The Curious Case of Coos County - Log Off

The Curious Case of Coos County - Log Off
Photo by Joe Green / Unsplash

In previous posts about the Curious Case of Coos County I outlined the various methods the County Clerk used to deny access to basic election information. This post continues that assertion with how they redacted election logs so that they were completely useless in determining if a clean election was run.  

Coos County uses Clear Ballot systems to count ballots returned to the Elections Office. Those systems use two scanners attached to two laptops (Scan Stations) which read the ballots and turn them into ballot images which are then stored on a third computer called a Scan Server. The Scan Server is used to look at those images and determine the voters intent. The election workers use a web interface on an internal network to control the Scan Server functions. Every action the election worker does, and the system does, is logged in two log files; the web activity log (WAL) and the election activity log (EAL).
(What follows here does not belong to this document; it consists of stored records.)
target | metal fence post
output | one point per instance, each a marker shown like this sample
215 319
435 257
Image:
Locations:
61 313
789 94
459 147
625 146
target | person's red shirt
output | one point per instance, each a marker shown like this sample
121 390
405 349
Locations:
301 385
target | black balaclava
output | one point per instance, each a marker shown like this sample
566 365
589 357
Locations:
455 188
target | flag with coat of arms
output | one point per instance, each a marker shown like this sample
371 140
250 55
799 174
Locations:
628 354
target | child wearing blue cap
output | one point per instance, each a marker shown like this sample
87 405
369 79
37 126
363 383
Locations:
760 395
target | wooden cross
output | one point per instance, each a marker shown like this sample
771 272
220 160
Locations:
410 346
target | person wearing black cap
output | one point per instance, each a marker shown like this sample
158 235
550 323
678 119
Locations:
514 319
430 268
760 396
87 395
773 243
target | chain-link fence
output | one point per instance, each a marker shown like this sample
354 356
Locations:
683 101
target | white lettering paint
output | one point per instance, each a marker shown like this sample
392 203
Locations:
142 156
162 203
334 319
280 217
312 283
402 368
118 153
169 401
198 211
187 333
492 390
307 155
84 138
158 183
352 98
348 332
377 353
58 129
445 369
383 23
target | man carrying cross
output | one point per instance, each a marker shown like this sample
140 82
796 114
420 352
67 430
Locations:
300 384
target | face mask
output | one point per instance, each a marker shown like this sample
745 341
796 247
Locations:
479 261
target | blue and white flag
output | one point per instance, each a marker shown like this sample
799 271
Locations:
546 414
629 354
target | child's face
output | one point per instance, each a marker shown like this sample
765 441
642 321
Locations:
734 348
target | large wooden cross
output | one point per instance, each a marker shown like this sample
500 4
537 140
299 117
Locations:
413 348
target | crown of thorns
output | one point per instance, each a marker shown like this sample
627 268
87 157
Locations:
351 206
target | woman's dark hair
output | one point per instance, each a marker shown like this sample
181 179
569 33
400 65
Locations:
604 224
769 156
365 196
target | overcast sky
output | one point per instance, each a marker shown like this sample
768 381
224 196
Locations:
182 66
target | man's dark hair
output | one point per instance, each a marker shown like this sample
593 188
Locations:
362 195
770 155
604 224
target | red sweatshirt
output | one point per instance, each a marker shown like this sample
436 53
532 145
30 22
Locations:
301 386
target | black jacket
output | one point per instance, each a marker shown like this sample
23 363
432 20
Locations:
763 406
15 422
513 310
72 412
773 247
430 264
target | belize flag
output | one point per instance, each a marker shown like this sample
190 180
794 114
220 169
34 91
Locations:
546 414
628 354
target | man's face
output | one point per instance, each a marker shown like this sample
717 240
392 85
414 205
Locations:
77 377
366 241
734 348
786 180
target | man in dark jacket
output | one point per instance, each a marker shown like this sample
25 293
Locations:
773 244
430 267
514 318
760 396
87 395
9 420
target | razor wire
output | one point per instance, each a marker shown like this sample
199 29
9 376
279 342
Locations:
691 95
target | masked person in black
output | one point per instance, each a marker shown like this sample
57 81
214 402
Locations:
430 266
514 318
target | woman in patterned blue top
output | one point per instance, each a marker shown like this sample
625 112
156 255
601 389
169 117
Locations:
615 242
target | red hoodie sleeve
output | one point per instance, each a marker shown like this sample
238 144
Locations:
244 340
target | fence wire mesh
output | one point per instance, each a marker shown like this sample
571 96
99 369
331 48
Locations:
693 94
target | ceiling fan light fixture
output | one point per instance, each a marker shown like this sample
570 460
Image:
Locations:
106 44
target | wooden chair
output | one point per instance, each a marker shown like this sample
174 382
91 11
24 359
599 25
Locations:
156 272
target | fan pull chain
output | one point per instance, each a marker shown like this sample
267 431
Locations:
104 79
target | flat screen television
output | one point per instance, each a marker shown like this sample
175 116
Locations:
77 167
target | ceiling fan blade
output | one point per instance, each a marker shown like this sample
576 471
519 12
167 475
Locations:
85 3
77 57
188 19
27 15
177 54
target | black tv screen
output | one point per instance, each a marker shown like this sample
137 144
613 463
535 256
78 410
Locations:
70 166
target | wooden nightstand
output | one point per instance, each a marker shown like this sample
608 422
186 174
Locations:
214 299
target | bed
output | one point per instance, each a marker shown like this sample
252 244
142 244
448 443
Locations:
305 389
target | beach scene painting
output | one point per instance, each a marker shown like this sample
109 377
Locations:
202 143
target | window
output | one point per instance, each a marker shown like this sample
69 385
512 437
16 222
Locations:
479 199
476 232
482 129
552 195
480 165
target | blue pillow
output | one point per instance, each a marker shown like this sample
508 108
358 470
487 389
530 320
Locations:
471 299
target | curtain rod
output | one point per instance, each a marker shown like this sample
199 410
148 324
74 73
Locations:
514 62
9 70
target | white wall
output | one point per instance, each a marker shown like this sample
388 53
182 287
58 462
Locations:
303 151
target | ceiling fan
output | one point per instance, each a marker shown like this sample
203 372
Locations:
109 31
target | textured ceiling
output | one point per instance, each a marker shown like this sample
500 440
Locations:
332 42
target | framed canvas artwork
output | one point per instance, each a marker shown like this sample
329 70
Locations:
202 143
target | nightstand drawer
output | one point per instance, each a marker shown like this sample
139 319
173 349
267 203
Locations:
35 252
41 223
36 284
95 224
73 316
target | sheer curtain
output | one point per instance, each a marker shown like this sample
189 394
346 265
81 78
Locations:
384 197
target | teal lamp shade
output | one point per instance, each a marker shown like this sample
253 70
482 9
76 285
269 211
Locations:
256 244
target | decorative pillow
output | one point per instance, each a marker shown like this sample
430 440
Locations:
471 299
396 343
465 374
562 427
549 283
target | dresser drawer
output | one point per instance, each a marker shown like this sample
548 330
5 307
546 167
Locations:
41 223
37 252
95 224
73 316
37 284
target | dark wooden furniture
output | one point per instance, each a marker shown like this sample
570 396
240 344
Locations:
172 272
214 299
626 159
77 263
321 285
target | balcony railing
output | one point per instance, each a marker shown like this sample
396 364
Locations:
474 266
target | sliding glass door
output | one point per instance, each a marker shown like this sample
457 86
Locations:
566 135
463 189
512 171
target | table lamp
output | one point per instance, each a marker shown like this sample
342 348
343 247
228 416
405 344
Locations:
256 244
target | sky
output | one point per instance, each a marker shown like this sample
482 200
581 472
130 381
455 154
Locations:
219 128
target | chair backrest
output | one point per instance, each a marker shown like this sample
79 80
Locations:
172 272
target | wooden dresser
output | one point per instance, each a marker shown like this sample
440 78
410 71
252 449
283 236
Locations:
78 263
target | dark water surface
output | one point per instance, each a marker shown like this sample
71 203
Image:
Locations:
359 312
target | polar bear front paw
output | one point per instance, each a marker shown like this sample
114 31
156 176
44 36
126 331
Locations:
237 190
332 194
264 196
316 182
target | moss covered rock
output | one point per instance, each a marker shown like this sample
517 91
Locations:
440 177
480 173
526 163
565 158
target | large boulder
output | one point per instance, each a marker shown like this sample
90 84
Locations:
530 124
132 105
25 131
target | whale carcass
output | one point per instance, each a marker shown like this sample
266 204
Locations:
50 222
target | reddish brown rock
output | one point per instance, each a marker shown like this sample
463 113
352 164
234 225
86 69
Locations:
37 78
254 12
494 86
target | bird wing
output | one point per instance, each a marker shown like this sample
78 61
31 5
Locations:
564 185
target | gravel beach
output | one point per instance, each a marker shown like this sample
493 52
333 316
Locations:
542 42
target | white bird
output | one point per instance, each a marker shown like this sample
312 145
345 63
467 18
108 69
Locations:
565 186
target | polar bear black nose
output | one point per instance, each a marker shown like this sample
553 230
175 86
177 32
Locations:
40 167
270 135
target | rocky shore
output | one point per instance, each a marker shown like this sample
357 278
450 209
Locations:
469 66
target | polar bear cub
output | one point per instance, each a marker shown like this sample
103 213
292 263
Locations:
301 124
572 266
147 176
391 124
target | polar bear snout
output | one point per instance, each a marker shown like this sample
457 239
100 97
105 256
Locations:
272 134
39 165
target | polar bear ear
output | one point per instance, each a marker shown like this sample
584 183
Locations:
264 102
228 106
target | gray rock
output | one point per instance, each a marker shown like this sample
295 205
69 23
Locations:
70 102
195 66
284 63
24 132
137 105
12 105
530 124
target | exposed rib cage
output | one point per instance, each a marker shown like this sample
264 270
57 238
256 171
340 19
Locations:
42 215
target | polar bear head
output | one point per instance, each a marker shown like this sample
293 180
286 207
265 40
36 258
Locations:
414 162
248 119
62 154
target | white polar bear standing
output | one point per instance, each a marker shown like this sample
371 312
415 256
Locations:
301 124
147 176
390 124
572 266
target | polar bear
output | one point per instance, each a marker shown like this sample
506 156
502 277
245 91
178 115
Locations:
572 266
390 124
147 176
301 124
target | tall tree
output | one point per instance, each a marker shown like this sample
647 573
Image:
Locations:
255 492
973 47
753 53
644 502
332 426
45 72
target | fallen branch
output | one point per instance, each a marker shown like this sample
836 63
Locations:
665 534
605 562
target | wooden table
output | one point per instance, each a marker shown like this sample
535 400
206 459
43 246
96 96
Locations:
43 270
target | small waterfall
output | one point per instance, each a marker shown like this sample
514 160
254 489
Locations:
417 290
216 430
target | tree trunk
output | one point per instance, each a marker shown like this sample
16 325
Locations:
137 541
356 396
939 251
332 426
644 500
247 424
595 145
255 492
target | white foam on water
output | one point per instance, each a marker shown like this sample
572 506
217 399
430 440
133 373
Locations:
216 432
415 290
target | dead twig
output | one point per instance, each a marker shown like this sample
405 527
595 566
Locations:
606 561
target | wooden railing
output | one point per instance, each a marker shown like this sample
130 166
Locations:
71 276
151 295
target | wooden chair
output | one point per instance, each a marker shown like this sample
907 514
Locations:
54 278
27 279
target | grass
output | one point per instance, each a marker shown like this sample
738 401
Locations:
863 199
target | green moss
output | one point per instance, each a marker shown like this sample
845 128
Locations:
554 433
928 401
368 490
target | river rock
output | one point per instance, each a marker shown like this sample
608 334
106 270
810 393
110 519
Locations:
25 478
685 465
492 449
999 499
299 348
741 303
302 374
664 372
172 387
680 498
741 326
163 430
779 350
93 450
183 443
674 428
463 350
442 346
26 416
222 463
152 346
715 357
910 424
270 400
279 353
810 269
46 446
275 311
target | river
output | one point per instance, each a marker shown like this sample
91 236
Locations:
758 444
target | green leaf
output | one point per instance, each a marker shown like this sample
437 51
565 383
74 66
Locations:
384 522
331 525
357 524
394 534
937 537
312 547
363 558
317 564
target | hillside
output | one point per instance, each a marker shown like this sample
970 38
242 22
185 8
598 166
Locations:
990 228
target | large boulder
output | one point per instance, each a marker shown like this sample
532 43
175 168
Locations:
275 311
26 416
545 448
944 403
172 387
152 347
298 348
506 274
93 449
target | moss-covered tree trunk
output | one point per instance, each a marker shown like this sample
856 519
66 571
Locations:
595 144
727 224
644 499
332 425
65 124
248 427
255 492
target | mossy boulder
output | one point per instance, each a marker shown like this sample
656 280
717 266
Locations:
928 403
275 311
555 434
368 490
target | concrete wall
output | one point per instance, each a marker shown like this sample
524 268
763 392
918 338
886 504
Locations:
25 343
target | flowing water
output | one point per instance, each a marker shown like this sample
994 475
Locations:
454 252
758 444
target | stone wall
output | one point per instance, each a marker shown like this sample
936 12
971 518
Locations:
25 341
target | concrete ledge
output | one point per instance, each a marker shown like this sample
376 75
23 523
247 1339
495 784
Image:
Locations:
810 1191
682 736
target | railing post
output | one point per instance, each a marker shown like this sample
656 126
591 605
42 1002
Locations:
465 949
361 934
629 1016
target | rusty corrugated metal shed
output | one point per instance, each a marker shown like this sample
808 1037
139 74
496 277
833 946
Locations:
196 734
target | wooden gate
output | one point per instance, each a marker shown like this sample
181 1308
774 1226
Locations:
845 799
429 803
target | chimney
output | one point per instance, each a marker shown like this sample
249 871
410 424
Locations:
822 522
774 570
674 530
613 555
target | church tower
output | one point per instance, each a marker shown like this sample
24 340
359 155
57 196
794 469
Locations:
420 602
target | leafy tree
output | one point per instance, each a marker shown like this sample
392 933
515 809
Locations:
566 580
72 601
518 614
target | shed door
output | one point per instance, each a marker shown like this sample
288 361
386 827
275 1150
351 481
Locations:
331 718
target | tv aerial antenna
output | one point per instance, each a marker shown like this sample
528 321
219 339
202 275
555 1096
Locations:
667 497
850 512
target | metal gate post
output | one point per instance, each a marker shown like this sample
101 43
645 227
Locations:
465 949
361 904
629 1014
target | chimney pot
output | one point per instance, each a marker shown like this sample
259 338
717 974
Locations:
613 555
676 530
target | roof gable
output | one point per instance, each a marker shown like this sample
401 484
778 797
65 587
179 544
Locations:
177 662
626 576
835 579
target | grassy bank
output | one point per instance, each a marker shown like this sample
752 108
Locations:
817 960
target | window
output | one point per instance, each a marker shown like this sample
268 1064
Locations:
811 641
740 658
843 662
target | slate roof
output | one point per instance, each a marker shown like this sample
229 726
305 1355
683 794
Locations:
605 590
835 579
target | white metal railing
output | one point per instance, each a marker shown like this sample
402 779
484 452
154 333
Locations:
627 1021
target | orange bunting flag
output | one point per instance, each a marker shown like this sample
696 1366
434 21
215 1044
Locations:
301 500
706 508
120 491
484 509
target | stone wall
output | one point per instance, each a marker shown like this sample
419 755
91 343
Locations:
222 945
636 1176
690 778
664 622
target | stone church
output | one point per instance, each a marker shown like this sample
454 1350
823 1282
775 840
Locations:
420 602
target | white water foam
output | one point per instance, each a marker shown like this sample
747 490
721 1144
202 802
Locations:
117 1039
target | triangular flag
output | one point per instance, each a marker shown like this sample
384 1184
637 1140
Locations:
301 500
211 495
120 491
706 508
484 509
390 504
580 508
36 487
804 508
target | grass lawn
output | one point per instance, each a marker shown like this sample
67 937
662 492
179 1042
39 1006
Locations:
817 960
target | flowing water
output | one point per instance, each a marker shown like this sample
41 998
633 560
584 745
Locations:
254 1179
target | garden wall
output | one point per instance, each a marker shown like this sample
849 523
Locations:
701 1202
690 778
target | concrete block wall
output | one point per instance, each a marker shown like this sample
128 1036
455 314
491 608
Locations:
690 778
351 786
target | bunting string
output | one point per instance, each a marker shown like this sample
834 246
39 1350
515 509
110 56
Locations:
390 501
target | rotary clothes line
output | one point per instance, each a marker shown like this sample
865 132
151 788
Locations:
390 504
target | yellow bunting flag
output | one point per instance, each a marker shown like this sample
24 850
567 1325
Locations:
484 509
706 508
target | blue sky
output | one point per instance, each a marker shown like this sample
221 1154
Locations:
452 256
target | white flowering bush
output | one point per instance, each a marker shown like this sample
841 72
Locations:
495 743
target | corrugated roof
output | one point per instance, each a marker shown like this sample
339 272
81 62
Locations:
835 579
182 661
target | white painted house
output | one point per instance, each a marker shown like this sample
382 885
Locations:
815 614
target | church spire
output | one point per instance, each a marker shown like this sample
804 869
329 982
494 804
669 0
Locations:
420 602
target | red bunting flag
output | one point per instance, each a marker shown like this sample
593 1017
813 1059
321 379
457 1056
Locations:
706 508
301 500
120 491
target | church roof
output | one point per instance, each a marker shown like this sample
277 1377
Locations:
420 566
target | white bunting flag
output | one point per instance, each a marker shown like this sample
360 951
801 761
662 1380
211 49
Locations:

This is an overly simplified explanation but will suffice for the topic of this post.

In May of 2021 a public records request (PRR) was made to get the WAL and EAL files for the November 2020 General Election. In June of that year they responded but instead of providing the log files in the normal CSV (comma separated values) format they provided PDF (portable document format) files which makes extracting the data in usable manner next to impossible.  

The delay in responding to the request was attributted to them having the Legal Office Manager cull through all the log records and redacted them for security reasons. The exact wording of the response was...

Please note that the IP addresses were redacted persuant to ORS 192.345(23) as having the potential to compromise security.

No slight to the Legal Office Manager but how would that person know what a security concern for an election system log might be? How far up the food chain did this command come from and what were the instructions?

Removing, or redacting, IP addresses implies that addresses from outside the internal network had been accessing the computers inside the supposedly secure and inaccessible network. They repeatedly state that their election computers are secure and not connected to any other network and certainly not the internet. There is no way to prove this claim unless someone can review the logs to see for themselves.

If it were just the IP addresses that had been redacted then the logs still would have been usable to determine if the proper steps had been executed during the election run. The logs would normally show when ballots were designed, when systems were setup, when counters were zeroed, when the scans started, etc. That was not the case with these logs. So much data was removed as to make them unusable for any analysis whatsoever.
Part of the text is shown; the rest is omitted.